First Look: AWS Glue DataBrew

Introduction

This is a post about a new vendor service which blew up a blog series I had planned, and I’m not mad. With a greater reliance on data science comes a greater emphasis on data engineering, and I had planned a blog series about building a pipeline with AWS services. That all changed when AWS released DataBrew, which is a managed data profiling and preparation service. The announcement is at https://aws.amazon.com/blogs/aws/announcing-aws-glue-databrew-a-visual-data-preparation-tool-that-helps-you-clean-and-normalize-data-faster/, but the main thing to know is that DataBrew is a visual tool for analyzing and preparing datasets. It’s powerful without a lot of programming. Despite its ease of use and numerous capabilities, DataBrew will not replace data engineers; instead, DataBrew will make it easier to set up and perform a great deal of the simple, rote data preparation activities, freeing data engineers to focus on the really hard problems. We’ll look into use cases and capabilities in future blog posts. Spoiler alert: we’re still going to need that pipeline I was going to write about, just more streamlined. Updated series in future posts.

DataBrew is not a stand-alone component, but is instead a component of AWS Glue. This makes sense, since it adds a lot of missing capabilities into Glue, but can also take advantage of Glue’s job scheduling and workflows. Some of what I was planning to write involved Glue anyway, so this is convenient for me.

In this “First Look” post I’m working my way through the DataBrew screens as you first encounter them, so if you have an AWS account, it might be useful to open DataBrew and move through the screens as you read. No worries if you don’t, I’ll cover features more in-depth as I work through future posts.

DataBrew Overview

There are four main parts of DataBrew: Datasets, Projects, Recipes and Jobs. These are just where we start, there is a lot of ground to cover.

DataBrew parts

Datasets

DataBrew can work directly with files stored in S3, or via the Glue catalog to access data in S3, RedShift or RDS. If you’re using Lake Formation, it appears DataBrew (since it is part of Glue) will honor the AuthN (“authorization”) configuration. Exactly how this works is a topic for future exploration.
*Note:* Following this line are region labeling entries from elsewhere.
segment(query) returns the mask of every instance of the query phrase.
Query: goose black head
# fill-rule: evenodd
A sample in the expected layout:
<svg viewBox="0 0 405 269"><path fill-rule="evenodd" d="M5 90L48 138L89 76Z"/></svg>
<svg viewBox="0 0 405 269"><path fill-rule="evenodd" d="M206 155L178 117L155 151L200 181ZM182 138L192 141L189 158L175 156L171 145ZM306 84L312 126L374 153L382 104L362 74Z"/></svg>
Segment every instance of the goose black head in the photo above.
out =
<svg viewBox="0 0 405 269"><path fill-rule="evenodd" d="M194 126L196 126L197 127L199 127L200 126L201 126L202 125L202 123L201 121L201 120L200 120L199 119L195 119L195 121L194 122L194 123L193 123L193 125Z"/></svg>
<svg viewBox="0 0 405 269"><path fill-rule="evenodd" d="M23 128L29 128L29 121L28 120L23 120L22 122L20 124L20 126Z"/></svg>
If you’re connecting directly to S3, DataBrew can work with CSV, parquet, and JSON files. At the time of writing, XML is not supported so you’d need to do a conversion upstream in a Lambda or Spark job. One cool feature is the ability to create parameterized paths to S3, even using a regex. This isn’t something available in the Glue Catalog, only directly to S3. I work with a lot of files which have a date stamp as part of the filename, so this will be helpful.

DataBrew datasets

Projects

Holey moley there’s a lot of stuff here! The Projects screen is where the real action is, and we’ll spend a lot of time here in the future.

DataBrew Projects

Sample View

As we explore the Sample View, it’s important to keep in mind that DataBrew is meant for actual data preparation work, not just lightweight profiles. This sample view is kept to a small windows so we can explore the effects of transformations and monitor effects on quality.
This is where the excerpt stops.